Among the most sensitive questions a survey might present would be the seemingly simple “What is your gender?”. Years ago, no problem; with the current hyper-sensitivity to anything related to biological or behavioral expressions of sexuality, that is a thin-ice inquiry.

However, while your law firm or legal vendor should be acutely wary of asking for gender, you are not prohibited from guessing the gender of respondents if you know their first name. In a survey on compensation, I assigned traditionally male names to “Male” and traditionally female names to “Female.” It seems a can’t miss guess with Thomas and Michael or Susan and Penelope. If I ran into an ambiguous first name or one that was unfamiliar to me, I looked them up on their firm’s website. So, I made sure to confirm Chris and Jean and R.J or Yun Shu. If no picture or clues appear on the firm’s website, LinkedIn and other online sources typically dredge up a shore or use a revealing pronoun. Even the emails that respondents sent at the completion of the survey (see prior) often had a “she/her” usefully inserted. Presumably, too, if all other means of discovery had failed, I could have written the person to ask. My goal was not to disclose any individual’s personal information, or my supposition as to their gender. My goal was to aggregate data, such as median total compensation by gender.

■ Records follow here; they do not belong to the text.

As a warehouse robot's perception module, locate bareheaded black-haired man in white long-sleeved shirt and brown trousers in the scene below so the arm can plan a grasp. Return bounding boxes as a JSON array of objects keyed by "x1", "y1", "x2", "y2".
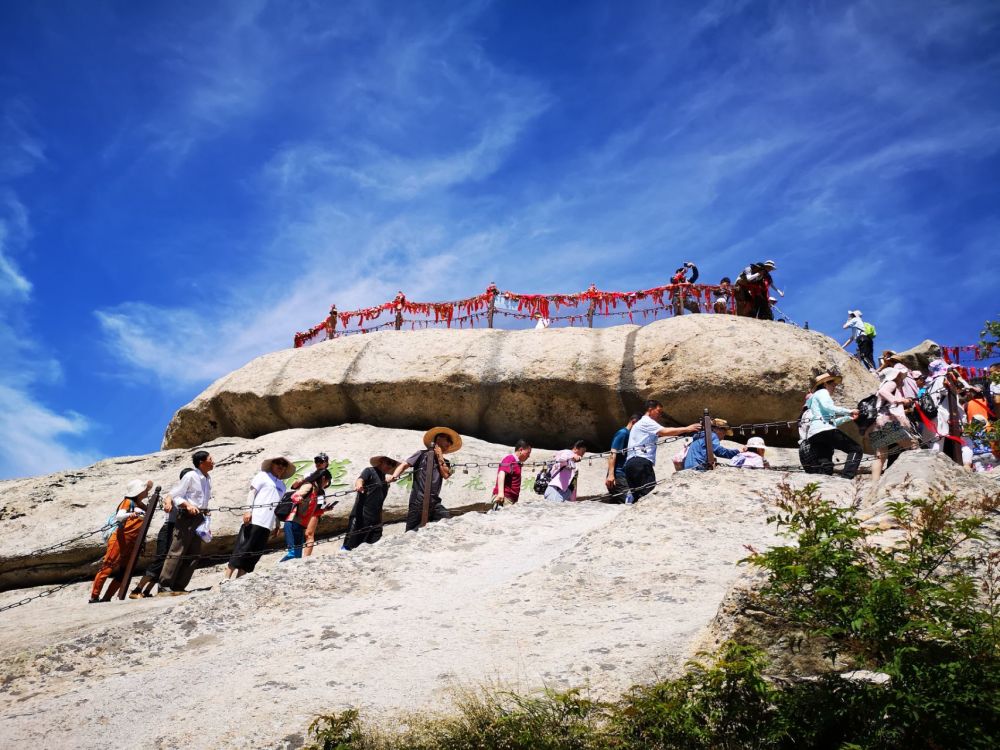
[{"x1": 157, "y1": 451, "x2": 215, "y2": 596}]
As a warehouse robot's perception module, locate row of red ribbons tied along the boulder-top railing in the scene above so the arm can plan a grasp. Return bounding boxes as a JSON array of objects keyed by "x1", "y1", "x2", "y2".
[{"x1": 295, "y1": 284, "x2": 733, "y2": 347}]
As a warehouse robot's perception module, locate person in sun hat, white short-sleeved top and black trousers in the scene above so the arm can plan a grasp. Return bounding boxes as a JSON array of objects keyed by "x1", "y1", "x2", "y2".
[{"x1": 226, "y1": 456, "x2": 292, "y2": 581}]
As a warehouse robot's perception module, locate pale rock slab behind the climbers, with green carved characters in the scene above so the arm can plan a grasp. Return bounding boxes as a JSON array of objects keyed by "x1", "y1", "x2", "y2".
[{"x1": 0, "y1": 425, "x2": 580, "y2": 590}]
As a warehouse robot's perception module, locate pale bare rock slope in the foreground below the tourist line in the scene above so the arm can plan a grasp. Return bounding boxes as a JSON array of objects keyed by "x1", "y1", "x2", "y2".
[{"x1": 0, "y1": 468, "x2": 857, "y2": 748}]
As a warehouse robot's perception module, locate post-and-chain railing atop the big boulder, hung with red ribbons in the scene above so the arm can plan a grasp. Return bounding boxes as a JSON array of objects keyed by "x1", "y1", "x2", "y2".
[{"x1": 294, "y1": 283, "x2": 736, "y2": 348}]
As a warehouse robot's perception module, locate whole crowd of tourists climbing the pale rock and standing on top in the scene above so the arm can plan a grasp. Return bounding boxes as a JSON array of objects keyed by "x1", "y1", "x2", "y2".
[{"x1": 90, "y1": 318, "x2": 1000, "y2": 603}]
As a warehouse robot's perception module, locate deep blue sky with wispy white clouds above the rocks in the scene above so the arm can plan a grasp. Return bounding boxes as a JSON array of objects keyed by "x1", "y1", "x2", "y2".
[{"x1": 0, "y1": 0, "x2": 1000, "y2": 477}]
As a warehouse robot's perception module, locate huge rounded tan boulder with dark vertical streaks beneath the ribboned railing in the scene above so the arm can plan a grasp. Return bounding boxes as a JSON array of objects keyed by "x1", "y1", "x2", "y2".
[{"x1": 163, "y1": 315, "x2": 877, "y2": 449}]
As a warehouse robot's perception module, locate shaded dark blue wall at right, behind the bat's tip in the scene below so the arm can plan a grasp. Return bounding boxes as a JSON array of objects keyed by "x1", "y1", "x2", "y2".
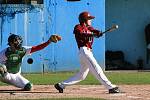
[{"x1": 106, "y1": 0, "x2": 150, "y2": 69}]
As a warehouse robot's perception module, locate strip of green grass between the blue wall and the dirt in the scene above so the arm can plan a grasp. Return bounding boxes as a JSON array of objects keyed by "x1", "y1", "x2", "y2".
[{"x1": 0, "y1": 71, "x2": 150, "y2": 85}]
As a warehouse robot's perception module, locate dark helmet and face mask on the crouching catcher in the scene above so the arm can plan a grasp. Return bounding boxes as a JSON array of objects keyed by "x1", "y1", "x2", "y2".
[{"x1": 8, "y1": 33, "x2": 23, "y2": 48}]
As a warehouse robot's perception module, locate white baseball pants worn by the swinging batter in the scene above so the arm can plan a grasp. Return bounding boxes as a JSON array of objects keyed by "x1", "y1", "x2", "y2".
[{"x1": 59, "y1": 47, "x2": 116, "y2": 89}]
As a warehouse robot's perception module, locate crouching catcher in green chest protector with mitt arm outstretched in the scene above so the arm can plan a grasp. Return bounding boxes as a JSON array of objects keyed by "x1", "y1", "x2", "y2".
[{"x1": 0, "y1": 34, "x2": 61, "y2": 91}]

As confirmation, we used an R library that draws on millions of census names. It attributes a probability of gender based on first names. I made sure that its probabilities fit with my assessments.

Why add gender as a categorical variable (see prior) to my survey data set? First, the distribution of participants (Chief Operating Officers of U.S. law firms) according to gender has interest – are there more women than men, more recently hired women than men, a pattern of titles for woman as compared to men, higher turnover of one gender or the other, etc. Many gender-based analyses and cross-tabulations come into play.

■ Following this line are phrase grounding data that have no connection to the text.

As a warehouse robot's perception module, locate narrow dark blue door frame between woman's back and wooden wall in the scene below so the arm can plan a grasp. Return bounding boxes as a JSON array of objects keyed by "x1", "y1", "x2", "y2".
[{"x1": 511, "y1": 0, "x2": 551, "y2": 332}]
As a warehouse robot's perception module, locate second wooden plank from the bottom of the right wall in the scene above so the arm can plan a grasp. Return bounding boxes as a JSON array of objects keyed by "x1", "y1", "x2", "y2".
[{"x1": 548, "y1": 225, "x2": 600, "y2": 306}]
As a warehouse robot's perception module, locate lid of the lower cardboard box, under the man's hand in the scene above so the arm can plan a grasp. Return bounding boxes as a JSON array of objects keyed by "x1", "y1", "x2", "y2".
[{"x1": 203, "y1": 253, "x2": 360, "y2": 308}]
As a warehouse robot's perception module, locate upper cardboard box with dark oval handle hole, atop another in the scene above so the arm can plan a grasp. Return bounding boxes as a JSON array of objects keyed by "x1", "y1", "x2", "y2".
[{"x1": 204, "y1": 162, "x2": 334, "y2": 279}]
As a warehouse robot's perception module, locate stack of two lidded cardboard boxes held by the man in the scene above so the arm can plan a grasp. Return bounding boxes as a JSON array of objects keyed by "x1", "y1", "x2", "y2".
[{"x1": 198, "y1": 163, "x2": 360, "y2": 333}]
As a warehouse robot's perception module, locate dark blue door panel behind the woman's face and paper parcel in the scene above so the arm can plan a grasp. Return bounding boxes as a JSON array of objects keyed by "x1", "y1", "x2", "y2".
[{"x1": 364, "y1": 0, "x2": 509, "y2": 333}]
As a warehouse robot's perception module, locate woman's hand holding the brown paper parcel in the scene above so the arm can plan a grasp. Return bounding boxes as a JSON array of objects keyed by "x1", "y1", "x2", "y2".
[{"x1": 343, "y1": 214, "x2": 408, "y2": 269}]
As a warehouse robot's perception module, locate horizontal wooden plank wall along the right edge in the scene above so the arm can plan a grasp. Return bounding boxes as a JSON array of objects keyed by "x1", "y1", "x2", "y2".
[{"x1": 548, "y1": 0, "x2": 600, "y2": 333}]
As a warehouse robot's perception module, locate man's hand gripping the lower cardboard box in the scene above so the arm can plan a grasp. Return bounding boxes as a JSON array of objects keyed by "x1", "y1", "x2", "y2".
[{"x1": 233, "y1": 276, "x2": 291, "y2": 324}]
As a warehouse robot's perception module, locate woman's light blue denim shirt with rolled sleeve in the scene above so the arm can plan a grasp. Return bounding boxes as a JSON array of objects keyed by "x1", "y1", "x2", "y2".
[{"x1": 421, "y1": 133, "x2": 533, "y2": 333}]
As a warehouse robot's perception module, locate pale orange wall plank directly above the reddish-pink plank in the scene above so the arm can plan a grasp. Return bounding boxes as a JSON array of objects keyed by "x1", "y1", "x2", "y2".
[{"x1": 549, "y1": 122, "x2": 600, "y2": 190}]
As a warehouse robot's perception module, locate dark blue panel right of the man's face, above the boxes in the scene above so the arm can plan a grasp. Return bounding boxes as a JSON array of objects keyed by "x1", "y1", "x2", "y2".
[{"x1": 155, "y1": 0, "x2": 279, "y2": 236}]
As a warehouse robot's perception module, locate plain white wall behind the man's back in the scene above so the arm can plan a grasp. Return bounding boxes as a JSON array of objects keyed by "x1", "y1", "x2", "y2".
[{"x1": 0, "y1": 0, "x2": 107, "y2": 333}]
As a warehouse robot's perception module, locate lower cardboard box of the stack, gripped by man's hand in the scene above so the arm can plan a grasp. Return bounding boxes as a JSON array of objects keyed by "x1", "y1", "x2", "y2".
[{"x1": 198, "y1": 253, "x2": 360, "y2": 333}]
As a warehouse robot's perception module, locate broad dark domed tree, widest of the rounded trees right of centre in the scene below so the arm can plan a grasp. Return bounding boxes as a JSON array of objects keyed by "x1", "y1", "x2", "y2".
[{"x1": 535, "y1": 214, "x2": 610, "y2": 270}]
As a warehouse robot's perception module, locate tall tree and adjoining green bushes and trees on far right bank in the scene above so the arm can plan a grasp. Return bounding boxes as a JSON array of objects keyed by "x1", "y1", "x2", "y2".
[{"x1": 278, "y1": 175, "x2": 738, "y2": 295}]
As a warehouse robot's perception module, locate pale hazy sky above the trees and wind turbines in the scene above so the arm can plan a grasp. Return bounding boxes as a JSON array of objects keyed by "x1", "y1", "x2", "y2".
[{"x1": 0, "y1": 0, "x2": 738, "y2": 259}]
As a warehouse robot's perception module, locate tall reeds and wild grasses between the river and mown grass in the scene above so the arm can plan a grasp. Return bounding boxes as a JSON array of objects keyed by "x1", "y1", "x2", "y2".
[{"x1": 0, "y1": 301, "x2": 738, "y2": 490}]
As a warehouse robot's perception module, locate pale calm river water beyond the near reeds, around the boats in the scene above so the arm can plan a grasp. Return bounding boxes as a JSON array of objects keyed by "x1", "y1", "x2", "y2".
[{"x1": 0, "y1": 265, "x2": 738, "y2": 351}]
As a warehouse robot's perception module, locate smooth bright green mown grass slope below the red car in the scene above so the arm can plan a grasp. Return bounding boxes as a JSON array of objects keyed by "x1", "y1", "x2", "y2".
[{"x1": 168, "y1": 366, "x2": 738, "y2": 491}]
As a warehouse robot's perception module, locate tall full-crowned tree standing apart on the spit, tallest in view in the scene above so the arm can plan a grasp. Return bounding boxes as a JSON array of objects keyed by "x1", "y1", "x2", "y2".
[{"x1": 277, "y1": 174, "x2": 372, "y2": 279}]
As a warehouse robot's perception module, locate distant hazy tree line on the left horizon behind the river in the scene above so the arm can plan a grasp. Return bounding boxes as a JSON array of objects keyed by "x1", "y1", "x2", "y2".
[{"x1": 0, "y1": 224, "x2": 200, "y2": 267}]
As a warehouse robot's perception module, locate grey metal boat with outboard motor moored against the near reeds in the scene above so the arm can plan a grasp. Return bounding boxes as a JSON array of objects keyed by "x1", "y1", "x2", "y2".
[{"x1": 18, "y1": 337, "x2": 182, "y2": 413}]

Second, compensation differences between men and woman are always newsworthy. Whether you want your survey to be hijacked by ideological controversy is another matter.

Third, you can carry out logistic regression with the binary factor. To what degree does gender predict base, bonus, or total compensation? Finally, at one point my colleague and I wrote to all the women, pointed out that they were outnumbered by male participants, and urged them to encourage their female counterparts to take the survey. That ability to subset the respondent group paid off.